Here’s another play in which the Nuggets give up a three because of work that they failed to do early in the possession. Take a look.
Here’s where Gasol gives another screen and its rejected once again by Chris Duhon. Gasol is the last player down the floor so his man, Mozgov again, loses track of him. Instead of going with Gasol on the pop, Mozgov decides to help out Lawson with Duhon. They give a weak double team and Duhon is able to give a smooth bounce pass to Gasol at the top of the key.
Gasol waits for the next man to rotate over to him before he makes his decision instead of shooting the ball. The guy that rotated over to him was Andre Miller. Miller was supposed to be guarding Meeks over on the strong side and he leaves him open. Gasol uses his jump shot to get Miller in the air and passes the ball to Meeks for another wide open three.
All of this could have been avoided if Mozgov stuck with Gasol throughout the possession. If they weren’t going to aggressively trap Duhon–a player in which trapping should almost never be required–then Mozgov should’ve just stayed on Gasol’s back.
Here’s how things should’ve played out.
In this next and final play off of a transition opportunity Denver allows Kobe Bryant a free lane to Antawn Jamison for the easy lay in. This is because Nuggets failed to communicate who had who at the end of the break. Bryant’s penetration was key here, but he only had one passing lane to choose from. Take a look.

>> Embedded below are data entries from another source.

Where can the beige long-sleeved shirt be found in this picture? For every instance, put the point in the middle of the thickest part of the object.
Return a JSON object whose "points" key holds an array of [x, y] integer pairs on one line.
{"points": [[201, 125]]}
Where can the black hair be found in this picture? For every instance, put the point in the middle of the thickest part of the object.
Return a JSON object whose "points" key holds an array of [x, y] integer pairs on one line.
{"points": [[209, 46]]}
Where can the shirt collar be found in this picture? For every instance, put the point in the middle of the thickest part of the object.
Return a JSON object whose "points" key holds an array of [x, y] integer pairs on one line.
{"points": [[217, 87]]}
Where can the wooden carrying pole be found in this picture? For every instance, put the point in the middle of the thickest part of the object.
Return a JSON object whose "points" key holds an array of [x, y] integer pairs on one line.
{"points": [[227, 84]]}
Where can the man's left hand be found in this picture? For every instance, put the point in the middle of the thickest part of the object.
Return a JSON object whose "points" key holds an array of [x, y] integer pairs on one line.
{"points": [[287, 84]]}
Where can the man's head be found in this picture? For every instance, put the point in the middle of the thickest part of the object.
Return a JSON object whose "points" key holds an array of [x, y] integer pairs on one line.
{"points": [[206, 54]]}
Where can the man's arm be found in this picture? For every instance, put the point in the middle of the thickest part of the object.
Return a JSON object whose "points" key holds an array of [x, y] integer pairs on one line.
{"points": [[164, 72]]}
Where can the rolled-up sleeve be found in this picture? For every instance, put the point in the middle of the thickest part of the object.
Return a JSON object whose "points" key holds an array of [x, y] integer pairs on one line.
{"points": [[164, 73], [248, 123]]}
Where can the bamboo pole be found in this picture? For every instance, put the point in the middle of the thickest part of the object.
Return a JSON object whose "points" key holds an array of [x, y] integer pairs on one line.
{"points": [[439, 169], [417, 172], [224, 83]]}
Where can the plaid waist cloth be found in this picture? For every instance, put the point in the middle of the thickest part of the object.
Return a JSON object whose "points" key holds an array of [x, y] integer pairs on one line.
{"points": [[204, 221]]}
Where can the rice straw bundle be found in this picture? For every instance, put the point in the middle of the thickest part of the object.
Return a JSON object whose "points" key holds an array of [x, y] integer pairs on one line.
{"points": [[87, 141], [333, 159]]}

As you can see, Andre Iguodala doesn’t make the correct decision here and gives up on the play. He wants to stick with MWP on the outside, but see’s that Jamison is wide open as two other Nuggets shield off the other side of the rim. If Iguodala makes the correct rotation then the ball would have been forced to pull out.
Here’s the correct play.
The Nuggets have been playing this way all season and will continue to sit below .500 if they don’t fix these things. Do I expect them to? Yes. They’re all veteran players and have been good defensively before. All of these issues are fixable with a little bit of communication.